Transcription youtube_captions. À recouper avec la source d'origine.

[musique] Le grand matin Sud Radio 7h10h, Patrick Rochet, il est 7h13. Est-ce que l'ensemble des fast food et des des chaînes de restaurants rapides dans les cœurs de ville dénature un peu la vie des quartiers et des cœurs de ville ? C'est l'une des des questions qui est posée dans le cœur par exemple de Boulogne Billancour mais également dans dans vos villes et je le disais aussi à travers les enseignes de Volaille qui explosent.

Nous sommes avec Pascal Blass, vice-présidente de l'Union des commerçants et artisans de Boulogne Billancour. Bonjour. Bonjour.
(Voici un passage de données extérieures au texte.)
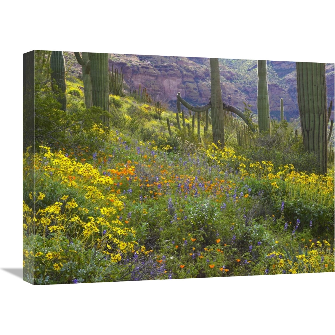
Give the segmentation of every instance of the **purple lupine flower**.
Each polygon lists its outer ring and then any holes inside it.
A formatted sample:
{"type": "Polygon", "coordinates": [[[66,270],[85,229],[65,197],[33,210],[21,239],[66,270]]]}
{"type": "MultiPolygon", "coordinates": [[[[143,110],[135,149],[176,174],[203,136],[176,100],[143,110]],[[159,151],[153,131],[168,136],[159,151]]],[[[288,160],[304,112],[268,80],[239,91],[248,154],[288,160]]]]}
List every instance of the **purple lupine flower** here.
{"type": "Polygon", "coordinates": [[[297,229],[298,229],[298,227],[299,226],[299,224],[300,223],[300,220],[299,219],[296,219],[296,224],[295,225],[295,226],[294,227],[294,229],[292,231],[292,234],[294,235],[295,233],[295,231],[296,231],[297,229]]]}

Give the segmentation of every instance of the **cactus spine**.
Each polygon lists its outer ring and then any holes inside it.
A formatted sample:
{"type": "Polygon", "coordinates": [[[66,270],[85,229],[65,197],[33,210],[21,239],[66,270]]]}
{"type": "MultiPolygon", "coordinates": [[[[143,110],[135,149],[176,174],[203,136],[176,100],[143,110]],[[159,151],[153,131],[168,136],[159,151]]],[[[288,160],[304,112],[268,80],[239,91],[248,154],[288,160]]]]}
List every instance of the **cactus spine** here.
{"type": "MultiPolygon", "coordinates": [[[[92,100],[93,106],[100,107],[103,110],[109,111],[109,69],[108,54],[88,53],[90,66],[92,83],[92,100]]],[[[102,118],[103,123],[109,126],[106,116],[102,118]]]]}
{"type": "Polygon", "coordinates": [[[296,62],[298,103],[304,145],[327,172],[327,106],[324,63],[296,62]]]}
{"type": "Polygon", "coordinates": [[[257,64],[257,110],[259,132],[270,131],[270,104],[268,91],[266,61],[259,60],[257,64]]]}
{"type": "Polygon", "coordinates": [[[83,52],[81,54],[82,56],[81,56],[80,53],[77,52],[74,52],[74,55],[76,56],[77,61],[81,65],[83,82],[84,83],[84,95],[85,96],[86,108],[90,108],[93,104],[92,102],[92,84],[89,74],[90,69],[89,60],[88,59],[88,53],[83,52]]]}
{"type": "Polygon", "coordinates": [[[50,57],[51,70],[51,87],[58,94],[57,100],[61,109],[66,110],[66,84],[65,80],[65,60],[63,51],[52,51],[50,57]]]}
{"type": "Polygon", "coordinates": [[[284,121],[284,100],[280,98],[280,121],[284,121]]]}

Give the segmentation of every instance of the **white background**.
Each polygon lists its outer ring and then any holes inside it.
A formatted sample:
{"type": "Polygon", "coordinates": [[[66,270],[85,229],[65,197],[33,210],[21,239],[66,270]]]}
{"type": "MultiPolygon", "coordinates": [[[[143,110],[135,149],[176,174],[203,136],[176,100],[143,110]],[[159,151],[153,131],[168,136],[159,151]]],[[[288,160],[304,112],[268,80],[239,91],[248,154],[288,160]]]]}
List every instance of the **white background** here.
{"type": "Polygon", "coordinates": [[[292,334],[333,328],[333,273],[34,287],[4,270],[22,264],[23,53],[335,62],[333,2],[114,2],[2,5],[3,333],[292,334]]]}

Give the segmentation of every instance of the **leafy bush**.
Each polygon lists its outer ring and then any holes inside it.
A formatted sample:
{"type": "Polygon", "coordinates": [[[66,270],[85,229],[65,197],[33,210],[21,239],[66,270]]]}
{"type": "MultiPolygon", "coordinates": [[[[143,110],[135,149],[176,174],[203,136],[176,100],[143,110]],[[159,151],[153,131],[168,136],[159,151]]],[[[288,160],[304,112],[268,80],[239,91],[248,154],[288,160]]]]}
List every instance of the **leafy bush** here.
{"type": "Polygon", "coordinates": [[[82,95],[81,91],[78,88],[70,88],[67,93],[68,94],[75,95],[76,96],[81,96],[82,95]]]}
{"type": "MultiPolygon", "coordinates": [[[[282,203],[276,204],[275,209],[281,212],[282,203]]],[[[298,219],[297,231],[306,228],[311,228],[311,232],[315,236],[325,234],[332,236],[334,233],[334,208],[326,207],[315,201],[303,200],[292,200],[286,201],[284,204],[282,215],[283,219],[292,224],[289,225],[291,230],[294,228],[298,219]]]]}

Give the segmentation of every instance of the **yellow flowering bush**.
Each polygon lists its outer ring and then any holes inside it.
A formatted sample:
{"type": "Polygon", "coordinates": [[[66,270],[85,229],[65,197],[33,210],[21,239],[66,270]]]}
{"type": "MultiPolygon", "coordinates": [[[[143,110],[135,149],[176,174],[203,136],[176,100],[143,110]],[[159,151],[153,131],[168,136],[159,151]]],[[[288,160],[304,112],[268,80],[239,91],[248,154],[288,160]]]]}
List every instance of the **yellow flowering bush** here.
{"type": "Polygon", "coordinates": [[[283,252],[273,252],[266,257],[269,274],[310,273],[334,271],[334,254],[326,240],[313,243],[303,252],[292,250],[291,254],[285,248],[283,252]]]}
{"type": "MultiPolygon", "coordinates": [[[[127,254],[148,255],[145,247],[138,246],[134,228],[118,219],[117,213],[124,204],[110,190],[114,185],[111,177],[61,152],[41,148],[35,159],[36,188],[41,191],[29,195],[31,207],[23,202],[24,272],[28,281],[104,281],[108,276],[117,278],[113,264],[127,254]],[[68,193],[57,195],[53,190],[57,201],[48,204],[48,185],[53,185],[59,186],[59,192],[68,193]],[[85,203],[88,208],[83,205],[85,203]],[[83,267],[95,269],[82,273],[83,267]]],[[[133,174],[134,169],[126,171],[133,174]]]]}

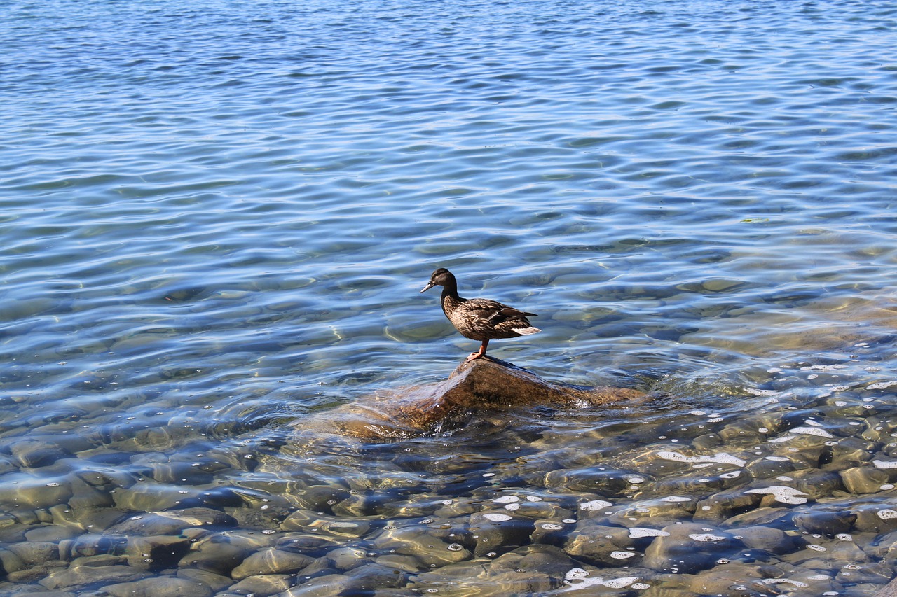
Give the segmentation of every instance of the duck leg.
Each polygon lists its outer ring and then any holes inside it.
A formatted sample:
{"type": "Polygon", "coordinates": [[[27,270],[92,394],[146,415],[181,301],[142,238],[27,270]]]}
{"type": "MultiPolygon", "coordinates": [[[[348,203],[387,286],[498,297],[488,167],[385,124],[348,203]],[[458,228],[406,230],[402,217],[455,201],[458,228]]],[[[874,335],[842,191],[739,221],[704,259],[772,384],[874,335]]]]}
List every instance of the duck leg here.
{"type": "Polygon", "coordinates": [[[484,355],[486,353],[486,347],[487,346],[489,346],[489,341],[488,340],[483,340],[483,343],[480,345],[480,350],[477,350],[476,352],[471,352],[470,356],[467,357],[467,360],[468,361],[474,360],[475,359],[479,359],[480,357],[482,357],[483,355],[484,355]]]}

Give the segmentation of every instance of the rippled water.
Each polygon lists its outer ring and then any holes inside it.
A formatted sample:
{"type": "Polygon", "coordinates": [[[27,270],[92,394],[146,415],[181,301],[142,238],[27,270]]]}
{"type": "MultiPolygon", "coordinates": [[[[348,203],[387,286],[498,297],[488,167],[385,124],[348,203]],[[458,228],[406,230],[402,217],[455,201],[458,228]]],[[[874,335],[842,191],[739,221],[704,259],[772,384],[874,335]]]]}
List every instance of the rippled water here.
{"type": "Polygon", "coordinates": [[[2,13],[0,591],[893,575],[894,3],[2,13]],[[417,292],[437,266],[539,314],[492,354],[652,400],[307,428],[475,348],[417,292]],[[676,523],[708,531],[625,532],[676,523]]]}

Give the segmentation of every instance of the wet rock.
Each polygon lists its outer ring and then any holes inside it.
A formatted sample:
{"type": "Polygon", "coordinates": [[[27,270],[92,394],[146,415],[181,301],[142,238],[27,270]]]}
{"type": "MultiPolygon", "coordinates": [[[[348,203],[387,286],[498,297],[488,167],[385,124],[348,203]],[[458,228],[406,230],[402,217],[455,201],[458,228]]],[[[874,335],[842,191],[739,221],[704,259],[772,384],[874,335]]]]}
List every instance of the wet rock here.
{"type": "Polygon", "coordinates": [[[353,587],[358,593],[388,587],[404,587],[407,582],[407,575],[401,570],[374,563],[353,568],[348,575],[354,579],[353,587]]]}
{"type": "Polygon", "coordinates": [[[127,537],[123,535],[85,532],[74,539],[59,541],[59,557],[73,560],[85,556],[121,556],[126,546],[127,537]]]}
{"type": "Polygon", "coordinates": [[[741,542],[753,549],[762,549],[774,554],[791,553],[797,549],[788,533],[771,526],[744,526],[736,531],[741,542]]]}
{"type": "Polygon", "coordinates": [[[178,570],[178,578],[184,578],[200,586],[208,586],[213,593],[223,591],[233,584],[230,576],[197,568],[180,568],[178,570]]]}
{"type": "Polygon", "coordinates": [[[533,521],[517,511],[489,510],[471,515],[468,530],[476,545],[474,554],[483,556],[492,551],[507,551],[528,542],[534,531],[533,521]]]}
{"type": "Polygon", "coordinates": [[[727,518],[725,525],[733,529],[753,524],[782,526],[790,523],[792,514],[790,508],[785,507],[757,508],[727,518]]]}
{"type": "Polygon", "coordinates": [[[10,452],[24,468],[37,468],[53,464],[59,458],[72,454],[46,439],[20,439],[10,446],[10,452]]]}
{"type": "Polygon", "coordinates": [[[119,508],[135,512],[154,512],[176,508],[187,496],[171,485],[138,481],[128,488],[117,489],[115,503],[119,508]]]}
{"type": "Polygon", "coordinates": [[[462,562],[419,575],[415,588],[450,591],[450,587],[475,578],[475,594],[483,597],[545,594],[560,587],[564,573],[577,566],[580,565],[556,548],[527,546],[505,553],[492,562],[462,562]]]}
{"type": "Polygon", "coordinates": [[[345,575],[325,575],[297,584],[281,593],[281,597],[331,597],[340,595],[353,585],[353,579],[345,575]]]}
{"type": "Polygon", "coordinates": [[[351,547],[336,548],[328,551],[327,559],[337,570],[351,570],[373,561],[367,557],[367,552],[364,549],[351,547]]]}
{"type": "Polygon", "coordinates": [[[193,549],[180,559],[179,567],[195,567],[222,576],[230,575],[248,556],[246,549],[220,535],[195,543],[193,549]]]}
{"type": "Polygon", "coordinates": [[[703,524],[670,524],[663,531],[667,534],[648,546],[644,559],[644,566],[660,572],[693,574],[741,545],[728,532],[703,524]]]}
{"type": "Polygon", "coordinates": [[[107,530],[126,535],[173,535],[190,528],[231,528],[232,516],[213,508],[195,507],[134,515],[107,530]]]}
{"type": "Polygon", "coordinates": [[[321,532],[338,537],[361,537],[370,531],[370,523],[326,516],[309,510],[296,510],[281,523],[281,528],[284,531],[321,532]]]}
{"type": "Polygon", "coordinates": [[[9,473],[0,477],[0,506],[9,509],[37,511],[65,504],[71,497],[71,483],[64,480],[48,483],[26,473],[9,473]]]}
{"type": "Polygon", "coordinates": [[[788,486],[803,491],[811,499],[819,499],[831,496],[835,491],[844,490],[840,476],[833,471],[804,469],[797,471],[789,476],[794,480],[788,481],[788,486]]]}
{"type": "Polygon", "coordinates": [[[897,507],[887,504],[860,506],[850,510],[857,515],[854,527],[860,532],[882,534],[897,530],[897,507]]]}
{"type": "Polygon", "coordinates": [[[243,560],[239,566],[233,568],[231,575],[236,580],[241,580],[248,576],[288,575],[299,572],[314,561],[313,558],[300,553],[283,549],[263,549],[243,560]]]}
{"type": "MultiPolygon", "coordinates": [[[[762,567],[740,562],[716,566],[692,576],[689,588],[699,595],[751,594],[745,585],[753,585],[765,577],[762,567]],[[745,591],[737,587],[745,587],[745,591]]],[[[754,594],[761,594],[758,591],[754,594]]]]}
{"type": "MultiPolygon", "coordinates": [[[[48,560],[59,559],[59,546],[50,541],[13,543],[7,549],[18,556],[26,567],[42,564],[48,560]]],[[[4,567],[7,572],[9,571],[5,562],[4,562],[4,567]]]]}
{"type": "Polygon", "coordinates": [[[374,547],[413,556],[421,562],[422,567],[441,567],[470,559],[470,550],[462,544],[450,541],[448,535],[448,532],[427,527],[386,529],[374,540],[374,547]]]}
{"type": "MultiPolygon", "coordinates": [[[[856,562],[856,560],[854,560],[856,562]]],[[[881,562],[863,563],[844,566],[838,571],[835,579],[844,584],[871,583],[873,584],[887,584],[893,577],[893,570],[881,562]]],[[[885,597],[885,596],[883,596],[885,597]]]]}
{"type": "Polygon", "coordinates": [[[144,570],[173,568],[190,550],[190,540],[184,536],[128,537],[127,563],[144,570]]]}
{"type": "Polygon", "coordinates": [[[293,576],[290,575],[264,575],[259,576],[248,576],[243,580],[231,584],[228,589],[228,595],[256,595],[256,597],[268,597],[281,593],[293,585],[293,576]]]}
{"type": "Polygon", "coordinates": [[[526,405],[597,406],[644,398],[638,390],[553,383],[491,357],[464,362],[436,385],[376,395],[319,420],[303,419],[303,428],[327,428],[360,438],[420,435],[434,426],[457,427],[471,411],[526,405]]]}
{"type": "Polygon", "coordinates": [[[632,533],[630,529],[606,526],[592,520],[580,521],[570,533],[563,552],[588,564],[597,566],[623,566],[635,563],[641,554],[634,551],[640,538],[653,539],[656,535],[632,533]]]}
{"type": "Polygon", "coordinates": [[[890,475],[874,466],[855,466],[839,471],[844,489],[850,493],[875,493],[887,483],[890,475]]]}
{"type": "Polygon", "coordinates": [[[348,489],[334,485],[311,485],[304,489],[291,492],[289,499],[294,506],[305,510],[333,515],[333,506],[351,497],[348,489]]]}
{"type": "Polygon", "coordinates": [[[720,523],[739,513],[753,510],[762,499],[759,494],[745,493],[743,489],[720,491],[698,502],[694,519],[720,523]]]}
{"type": "Polygon", "coordinates": [[[212,597],[213,592],[206,584],[177,576],[155,576],[133,583],[119,583],[103,586],[112,597],[212,597]]]}
{"type": "Polygon", "coordinates": [[[600,491],[621,493],[631,483],[628,477],[635,473],[629,471],[601,470],[596,467],[584,469],[562,469],[545,475],[545,487],[561,487],[570,491],[600,491]]]}
{"type": "Polygon", "coordinates": [[[809,512],[797,513],[791,520],[795,526],[801,531],[831,537],[837,533],[849,532],[857,521],[857,515],[844,510],[825,512],[814,509],[809,512]]]}
{"type": "Polygon", "coordinates": [[[54,572],[40,580],[40,584],[52,590],[78,591],[91,584],[109,585],[141,580],[150,575],[129,566],[75,566],[54,572]]]}

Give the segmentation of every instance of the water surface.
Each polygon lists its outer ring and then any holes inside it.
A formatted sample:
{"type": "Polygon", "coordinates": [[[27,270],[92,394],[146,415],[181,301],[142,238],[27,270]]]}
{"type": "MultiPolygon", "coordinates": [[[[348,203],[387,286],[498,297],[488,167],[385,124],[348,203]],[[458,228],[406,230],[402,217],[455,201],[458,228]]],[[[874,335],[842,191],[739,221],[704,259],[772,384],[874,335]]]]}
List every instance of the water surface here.
{"type": "Polygon", "coordinates": [[[2,12],[3,591],[858,596],[893,575],[894,3],[2,12]],[[417,292],[438,266],[539,314],[491,353],[656,399],[303,436],[475,348],[417,292]],[[748,493],[769,487],[808,501],[748,493]],[[723,491],[750,506],[702,518],[723,491]],[[689,506],[645,504],[666,497],[689,506]],[[122,526],[187,507],[205,530],[122,526]],[[494,550],[492,508],[518,517],[494,550]],[[701,521],[727,562],[574,544],[701,521]],[[791,547],[734,538],[757,524],[791,547]],[[189,542],[141,558],[144,536],[189,542]],[[209,564],[225,543],[234,566],[209,564]],[[234,588],[271,548],[309,561],[234,588]]]}

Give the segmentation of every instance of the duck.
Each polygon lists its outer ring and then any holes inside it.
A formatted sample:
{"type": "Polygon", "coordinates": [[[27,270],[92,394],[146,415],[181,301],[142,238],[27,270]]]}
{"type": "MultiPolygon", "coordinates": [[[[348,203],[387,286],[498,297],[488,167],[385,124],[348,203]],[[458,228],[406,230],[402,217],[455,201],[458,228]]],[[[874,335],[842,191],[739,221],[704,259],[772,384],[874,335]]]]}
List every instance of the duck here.
{"type": "Polygon", "coordinates": [[[527,317],[535,313],[520,311],[491,298],[463,298],[457,294],[455,275],[440,267],[430,276],[430,281],[421,290],[426,292],[434,286],[442,287],[442,312],[462,336],[482,342],[480,350],[471,352],[466,361],[483,358],[490,340],[518,338],[541,332],[527,317]]]}

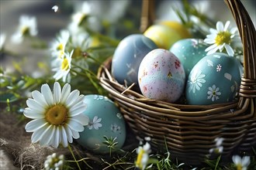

Bon, qu'est-ce qui vous pose problème avec ce type de de restaurant où il y a bah incontestablement un grand succès, hein, je parlais de Master Poulet, mais il y en a il y en a beaucoup d'autres qui sont dans les dans les dans les dans les cœurs de ville et euh et j'ai l'impression que ça pose un problème en fait aux autres commerçants. Et ben oui, en premier ça pose un problème au petits restaurateurs de quartier où on va déjeuner quand on travaille. Euh voilà, c'est une concurrence pas déloyale hein, c'est une concurrence tout court, mais euh c'est vrai que cette façon de consommer, elle est en train de tout révolutionner et de mettre des gens à terre.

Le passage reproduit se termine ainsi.